Residents insist that they will continue to demand what they believe is rightfully theirs. When contacted, NFA spokesperson Mr. Aldon Walukamba dismissed the renewed demands, describing the former residents as “illegal encroachers” allegedly being influenced by politicians and “self-seekers.”

He insisted that the contested area is part of the Kakwona Central Forest Reserve and denied the evictees’ claims of legitimate ownership of the land. Asked about residents’ claims of having land ownership documents, Walukamba responded, “If people can own land titles in wetlands or lakes, why can’t these also get such documents?”

Mr. Walukamba, however, requested Witness Radio to speak to the Permanent secretary, Ministry of Water and Environment, Mr. Alfred Okot Okidi for more information about the case. However, despite multiple attempts to speak to Mr. Okidi, his known contacts remained un answered by the time of publication of the article.

Mr. Wandera Alphonse, now living in Kiteredde village, is one of the thousands who lost their livelihoods during the evictions. He says he and his family had settled on the land in 2008 and were living on six acres when the eviction occurred.

“Police and soldiers destroyed my permanent house, and all my crops. I now rent in Kiteredde, so my family of eight can have somewhere to live. We were never consulted, compensated, or resettled. They call us illegal settlers, but this has been our home for years.” Wandera said in an interview with the Witness Radio team

Before the eviction, Wandera and his family were thriving well in Bukinarwa parish, using the land for agricultural purposes. “I was a farmer who depended a lot on seasonal harvests to support my family’s livelihood. I used to cultivate beans, rice, and bananas, and I earned more than a million (1,000,000/= Uganda Shillings), which was enough to take care of everything. But now, the NFA has rendered me hopeless,” he said.

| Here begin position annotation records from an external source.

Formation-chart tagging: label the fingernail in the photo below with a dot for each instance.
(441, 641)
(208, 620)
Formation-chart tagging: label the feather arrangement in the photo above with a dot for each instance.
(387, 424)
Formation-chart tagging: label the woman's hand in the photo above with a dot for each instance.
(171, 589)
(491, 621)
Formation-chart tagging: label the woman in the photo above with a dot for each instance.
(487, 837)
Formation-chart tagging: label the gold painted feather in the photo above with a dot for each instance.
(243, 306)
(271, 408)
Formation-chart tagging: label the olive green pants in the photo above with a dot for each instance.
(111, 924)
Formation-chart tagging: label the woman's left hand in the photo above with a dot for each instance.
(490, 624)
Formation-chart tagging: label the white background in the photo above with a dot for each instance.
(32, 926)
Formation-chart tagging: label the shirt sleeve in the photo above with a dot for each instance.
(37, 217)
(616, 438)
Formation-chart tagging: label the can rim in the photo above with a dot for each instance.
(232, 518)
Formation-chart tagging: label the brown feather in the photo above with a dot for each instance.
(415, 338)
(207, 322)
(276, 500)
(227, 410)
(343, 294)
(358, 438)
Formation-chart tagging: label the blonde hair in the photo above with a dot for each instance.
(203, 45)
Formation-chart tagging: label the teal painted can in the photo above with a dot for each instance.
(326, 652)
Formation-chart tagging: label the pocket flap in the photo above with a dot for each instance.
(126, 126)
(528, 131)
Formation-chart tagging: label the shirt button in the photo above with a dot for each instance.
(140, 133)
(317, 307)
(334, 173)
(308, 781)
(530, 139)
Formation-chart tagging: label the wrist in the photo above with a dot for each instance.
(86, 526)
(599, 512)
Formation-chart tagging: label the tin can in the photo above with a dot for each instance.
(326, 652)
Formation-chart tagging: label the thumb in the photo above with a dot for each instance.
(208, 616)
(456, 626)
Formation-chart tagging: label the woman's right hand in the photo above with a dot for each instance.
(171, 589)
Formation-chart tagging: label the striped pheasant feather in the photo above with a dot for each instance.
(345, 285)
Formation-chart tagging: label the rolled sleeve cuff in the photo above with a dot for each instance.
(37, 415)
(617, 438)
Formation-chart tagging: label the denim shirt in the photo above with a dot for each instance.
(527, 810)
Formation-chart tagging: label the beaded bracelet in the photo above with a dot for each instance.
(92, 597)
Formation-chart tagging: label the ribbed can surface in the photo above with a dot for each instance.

Similarly, Nakagoro Hajira, who settled on the land with her husband in 2000, says her family was left devastated.

“This has been our home for years. We never settled in a forest reserve,” she said. “After the eviction, our ten children stopped going to school because we lost our only source of income. We now rent and survive by laboring on other people’s plantations.”

Victims have renewed their call for the return of their land, insisting they were unjustly displaced and need support to rebuild their lives.